Wii prices, however, are between 125 and 150% of RRP on Ebay, and most major shops still report selling out of any Wii console stock within an hour or two of delivery.
The PS3 has not been the major success that Sony were hoping for. So far the PS3 is only selling to early-adopter die-hard Sony fans with sufficient disposable income – not as big a slice of the market as Sony thought. Many reports (on Slashdot, Digg etc.) seem to suggest that almost all video-gamers already have a good gaming PC, or a recent console. Few people seem desperate to upgrade, except the early adopters, who’ve already done so. The PS3 is very expensive, and there’s one good game for it (Resistance). Motorstorm was a big buzz title pre-launch, but it’s now been revealed that the impressive scenes shown at game shows were pre-rendered cinematics. Software sells hardware, and there’s nothing so amazing that people will buy the hardware just to play the game (as happened with GTA3 on PS2).
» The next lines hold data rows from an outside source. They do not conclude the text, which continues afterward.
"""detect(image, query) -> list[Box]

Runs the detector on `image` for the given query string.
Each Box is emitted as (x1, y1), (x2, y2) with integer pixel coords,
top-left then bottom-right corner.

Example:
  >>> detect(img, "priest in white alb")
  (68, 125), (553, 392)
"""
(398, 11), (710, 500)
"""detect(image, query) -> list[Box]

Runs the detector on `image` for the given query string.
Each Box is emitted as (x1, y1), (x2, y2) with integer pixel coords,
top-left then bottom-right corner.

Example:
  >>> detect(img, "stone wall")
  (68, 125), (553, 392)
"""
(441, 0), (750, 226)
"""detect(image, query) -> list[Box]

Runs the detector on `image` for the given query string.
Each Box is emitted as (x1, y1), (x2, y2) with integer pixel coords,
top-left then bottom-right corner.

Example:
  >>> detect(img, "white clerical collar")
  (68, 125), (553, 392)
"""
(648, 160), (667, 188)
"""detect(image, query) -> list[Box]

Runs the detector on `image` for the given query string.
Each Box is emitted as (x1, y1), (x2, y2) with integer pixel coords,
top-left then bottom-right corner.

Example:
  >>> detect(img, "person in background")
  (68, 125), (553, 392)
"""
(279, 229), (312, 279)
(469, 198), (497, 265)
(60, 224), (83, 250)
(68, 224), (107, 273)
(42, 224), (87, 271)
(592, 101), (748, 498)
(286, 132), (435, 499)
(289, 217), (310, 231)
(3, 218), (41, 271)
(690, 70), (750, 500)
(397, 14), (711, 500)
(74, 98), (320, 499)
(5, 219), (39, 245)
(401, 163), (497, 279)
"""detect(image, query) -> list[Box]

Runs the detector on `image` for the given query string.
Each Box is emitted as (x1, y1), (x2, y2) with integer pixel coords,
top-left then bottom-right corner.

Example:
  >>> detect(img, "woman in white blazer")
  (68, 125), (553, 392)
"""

By all accounts (from reading comments on several developer blogs) the PS3 is a complete pig to program well. The 360 is quite straightforward, being a multi-cored PC-in-a-box, and the Wii is a Gamecube v1.5 (which could well mean that a number of games for the Cube, which were shelved in development as the machine didn’t sell too well, could be polished up and released for the Wii, which is selling very nicely indeed).
True, Sony have deep pockets, and could support an unprofitable system for some time, but so did Sega, and their failure to market the Dreamcast pushed them out of the hardware business altogether. The cycle is fast, and vicious – console doesn’t sell well, so fewer developers release games for it – with less software available, the console is even less appealing to consumers, so doesn’t sell well…
Given that you already have a next-gen console, the question you’ll need to ask yourself is this: Is the small handful of platform-unique titles on the PS3 worth laying out £500 for?